We would run this practice on a day when the players can be exposed to a higher work load. It would be part of a second session on a training day, when players are performing position/unit- specific work.
“This training session focuses on the kind of 1v1 and 1v2 defending that full backs tend to face in matches”
DEFENDING IN WIDE AREAS
We set up on a quarter of a pitch with four mini target goals positioned as shown. We’re using five outfield players: three blue wingers and two red full backs.
Play starts with the coach playing a ball into a winger and that pass frees the full back to run out to defend, as shown [1a]. The winger can choose to try to take on the full back on the outside to cross into a target goal that represents the second six-yard box, or play the ball into an angled target goal inside the pitch which represents an incisive through pass to the edge of the penalty area, as shown [1b].
“The full back could try to match the winger for pace and prevent a cross being made, or could retreat towards goal to affect the cross”
The full back could try to match the winger for pace and attempt to prevent a cross being made, or could retreat towards goal and try to affect the cross, as shown [1c]. Should the full back win possession of the ball, he has two target goals to aim for with an out ball.
A new defender and a new attacker become live once the ball goes out of play and the coach serves in another ball.
A tally is kept to see whether the defending team or the attacking team scores the most goals, adding a competitive edge to the practice.
The activity can be easily progressed using the same set- up. As a first progression, after receiving the initial ball the winger can play a return pass to the coach and receive it back in a new area, using good off-the-ball movement to change the angle of approach, as shown [2a].
As a second progression, another blue attacker can join the winger in the attack, stepping in to create a 2v1 attack and giving the defender a new situation to defend against, as shown [2b]. The offside rule applies with both progressions.
“As a first progression, after receiving the initial ball the winger can play a return pass to the coach and receive it back in a new area”

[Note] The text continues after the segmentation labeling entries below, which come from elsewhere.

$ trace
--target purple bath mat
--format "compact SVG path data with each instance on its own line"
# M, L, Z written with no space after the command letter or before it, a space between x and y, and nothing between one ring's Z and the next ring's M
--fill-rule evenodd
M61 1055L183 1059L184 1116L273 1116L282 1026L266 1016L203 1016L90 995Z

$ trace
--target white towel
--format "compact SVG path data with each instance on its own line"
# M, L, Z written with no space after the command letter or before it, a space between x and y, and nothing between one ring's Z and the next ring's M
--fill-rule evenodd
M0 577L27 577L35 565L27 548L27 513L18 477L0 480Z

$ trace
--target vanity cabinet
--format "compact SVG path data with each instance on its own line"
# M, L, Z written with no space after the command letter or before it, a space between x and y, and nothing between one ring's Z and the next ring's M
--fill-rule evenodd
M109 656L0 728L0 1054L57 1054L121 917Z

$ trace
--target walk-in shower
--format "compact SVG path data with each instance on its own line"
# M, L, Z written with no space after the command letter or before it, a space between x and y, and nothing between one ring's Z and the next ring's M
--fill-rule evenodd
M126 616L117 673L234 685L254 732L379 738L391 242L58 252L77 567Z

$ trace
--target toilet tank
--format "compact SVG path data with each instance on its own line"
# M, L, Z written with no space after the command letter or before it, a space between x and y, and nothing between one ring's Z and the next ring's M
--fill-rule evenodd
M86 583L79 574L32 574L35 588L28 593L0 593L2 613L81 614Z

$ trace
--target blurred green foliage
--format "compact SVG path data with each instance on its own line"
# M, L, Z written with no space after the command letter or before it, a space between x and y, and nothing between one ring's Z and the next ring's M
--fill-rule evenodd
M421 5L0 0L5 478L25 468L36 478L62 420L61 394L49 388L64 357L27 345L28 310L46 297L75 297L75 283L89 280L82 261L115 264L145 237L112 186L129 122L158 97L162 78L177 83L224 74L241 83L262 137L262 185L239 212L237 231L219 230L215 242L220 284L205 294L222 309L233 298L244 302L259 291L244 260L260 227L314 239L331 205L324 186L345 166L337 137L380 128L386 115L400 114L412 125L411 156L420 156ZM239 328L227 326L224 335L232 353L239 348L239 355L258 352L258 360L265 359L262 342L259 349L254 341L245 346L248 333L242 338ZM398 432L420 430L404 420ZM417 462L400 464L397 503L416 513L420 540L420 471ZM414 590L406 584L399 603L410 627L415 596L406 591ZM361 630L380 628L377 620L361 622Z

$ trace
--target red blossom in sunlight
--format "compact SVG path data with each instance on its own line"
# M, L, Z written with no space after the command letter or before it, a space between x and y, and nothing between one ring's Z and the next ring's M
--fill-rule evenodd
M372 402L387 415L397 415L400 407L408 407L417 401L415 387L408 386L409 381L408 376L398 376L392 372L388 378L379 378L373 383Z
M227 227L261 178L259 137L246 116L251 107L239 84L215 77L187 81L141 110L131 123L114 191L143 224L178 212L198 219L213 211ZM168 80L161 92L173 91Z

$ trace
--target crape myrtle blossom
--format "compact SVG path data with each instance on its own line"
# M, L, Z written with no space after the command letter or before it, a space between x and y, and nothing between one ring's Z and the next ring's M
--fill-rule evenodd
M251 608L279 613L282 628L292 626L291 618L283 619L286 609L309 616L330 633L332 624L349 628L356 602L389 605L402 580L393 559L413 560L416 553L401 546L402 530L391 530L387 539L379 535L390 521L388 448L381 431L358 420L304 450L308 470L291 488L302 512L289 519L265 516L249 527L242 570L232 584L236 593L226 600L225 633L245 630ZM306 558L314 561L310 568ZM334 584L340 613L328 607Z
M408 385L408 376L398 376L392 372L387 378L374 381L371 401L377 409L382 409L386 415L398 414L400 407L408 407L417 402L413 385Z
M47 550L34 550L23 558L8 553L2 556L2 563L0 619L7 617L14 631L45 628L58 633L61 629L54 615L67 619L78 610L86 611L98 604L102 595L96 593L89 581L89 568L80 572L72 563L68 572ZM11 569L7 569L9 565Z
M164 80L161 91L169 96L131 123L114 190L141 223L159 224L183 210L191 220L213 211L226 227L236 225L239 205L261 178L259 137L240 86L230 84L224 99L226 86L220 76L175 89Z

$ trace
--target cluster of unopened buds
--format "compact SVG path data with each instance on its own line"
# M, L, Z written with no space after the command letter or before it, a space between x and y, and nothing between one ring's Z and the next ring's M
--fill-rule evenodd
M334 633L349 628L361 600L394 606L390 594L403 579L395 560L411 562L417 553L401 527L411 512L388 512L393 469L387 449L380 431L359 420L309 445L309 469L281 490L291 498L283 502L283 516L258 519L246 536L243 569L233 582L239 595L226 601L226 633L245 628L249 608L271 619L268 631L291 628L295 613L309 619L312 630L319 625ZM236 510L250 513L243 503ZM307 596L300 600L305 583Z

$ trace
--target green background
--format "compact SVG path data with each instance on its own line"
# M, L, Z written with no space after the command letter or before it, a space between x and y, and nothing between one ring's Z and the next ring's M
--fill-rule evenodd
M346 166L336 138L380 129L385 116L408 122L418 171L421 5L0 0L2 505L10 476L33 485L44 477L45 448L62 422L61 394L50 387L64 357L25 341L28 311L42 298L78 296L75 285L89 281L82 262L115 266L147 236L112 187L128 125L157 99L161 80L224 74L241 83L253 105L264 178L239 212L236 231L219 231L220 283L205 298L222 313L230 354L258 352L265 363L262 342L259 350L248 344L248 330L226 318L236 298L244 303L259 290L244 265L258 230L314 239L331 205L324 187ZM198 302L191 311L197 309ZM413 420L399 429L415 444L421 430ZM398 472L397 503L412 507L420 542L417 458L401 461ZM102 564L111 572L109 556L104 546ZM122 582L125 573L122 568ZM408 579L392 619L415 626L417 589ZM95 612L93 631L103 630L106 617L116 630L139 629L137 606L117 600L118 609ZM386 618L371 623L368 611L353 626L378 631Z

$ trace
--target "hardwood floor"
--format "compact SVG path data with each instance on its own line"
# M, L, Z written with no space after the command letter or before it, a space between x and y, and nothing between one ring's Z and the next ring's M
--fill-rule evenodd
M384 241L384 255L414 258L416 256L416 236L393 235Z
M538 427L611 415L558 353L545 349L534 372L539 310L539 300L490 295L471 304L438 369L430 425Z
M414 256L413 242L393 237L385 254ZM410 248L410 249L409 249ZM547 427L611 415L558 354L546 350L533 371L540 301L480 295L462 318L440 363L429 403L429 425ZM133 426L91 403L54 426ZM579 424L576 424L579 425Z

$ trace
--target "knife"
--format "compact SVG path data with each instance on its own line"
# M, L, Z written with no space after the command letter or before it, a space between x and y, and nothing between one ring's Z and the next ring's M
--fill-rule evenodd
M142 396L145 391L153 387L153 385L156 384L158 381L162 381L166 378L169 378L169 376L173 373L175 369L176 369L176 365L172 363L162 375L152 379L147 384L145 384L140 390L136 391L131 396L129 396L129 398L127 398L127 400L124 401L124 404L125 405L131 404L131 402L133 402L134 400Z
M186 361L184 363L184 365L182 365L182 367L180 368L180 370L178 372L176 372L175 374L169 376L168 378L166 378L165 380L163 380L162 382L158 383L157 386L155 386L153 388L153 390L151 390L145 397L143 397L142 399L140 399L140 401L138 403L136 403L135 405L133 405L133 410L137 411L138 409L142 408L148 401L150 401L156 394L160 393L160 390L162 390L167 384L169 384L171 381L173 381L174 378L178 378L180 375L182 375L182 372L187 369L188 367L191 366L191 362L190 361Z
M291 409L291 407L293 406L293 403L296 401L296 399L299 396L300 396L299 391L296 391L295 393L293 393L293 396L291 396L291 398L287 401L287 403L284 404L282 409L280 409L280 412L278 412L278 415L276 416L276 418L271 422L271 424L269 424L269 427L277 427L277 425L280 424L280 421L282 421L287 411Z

What are the key things to look for?
The full back must try to read the first pass to the winger because it may be a pass that can be intercepted. If not, the full back should travel out to the winger quickly, remembering the FAST, SLOW, SIDEWAYS, LOW approach: the defender should travel quickly, slow down on the approach to the attacker and try to keep side on and low without overcommitting.
The full back should get his back foot in line with the ball to prevent the winger from coming inside the pitch but he should also remain balanced, ready to be explosive should the winger go down the outside and travel at pace.
We now want to see the full back making a decision: can he win the ball or the potential race with the winger in order to stop the cross, or does he need to recover at an angle towards his own goal to try to cut out the cross as best as possible.
During the 2v1 progression, it’s important for the full back to be patient and delay the attacker on the ball without committing. If the defender commits by diving in, it makes the decision for the attacking player easy. The full back should try and stay inside the pitch, encouraging the pass down the outside and then do their best to prevent or affect the cross into the target goal.
What are the typical mistakes players might make and how do I avoid them?
Typical mistakes include defenders not slowing down on the approach and overcommitting to get beaten. Encourage players to remember to go: FAST, SLOW, SIDEWAYS, LOW.
Sometimes defenders allow attackers inside to play dangerous incisive passes. To prevent this, it is important the defender gets his back foot in line with the ball to try to force the winger down the line, preventing him from coming inside.
How would I put this in a game situation?
This practice is transferable to the 11v11 game, where you can position yourself as a coach to work with the full backs within a full game.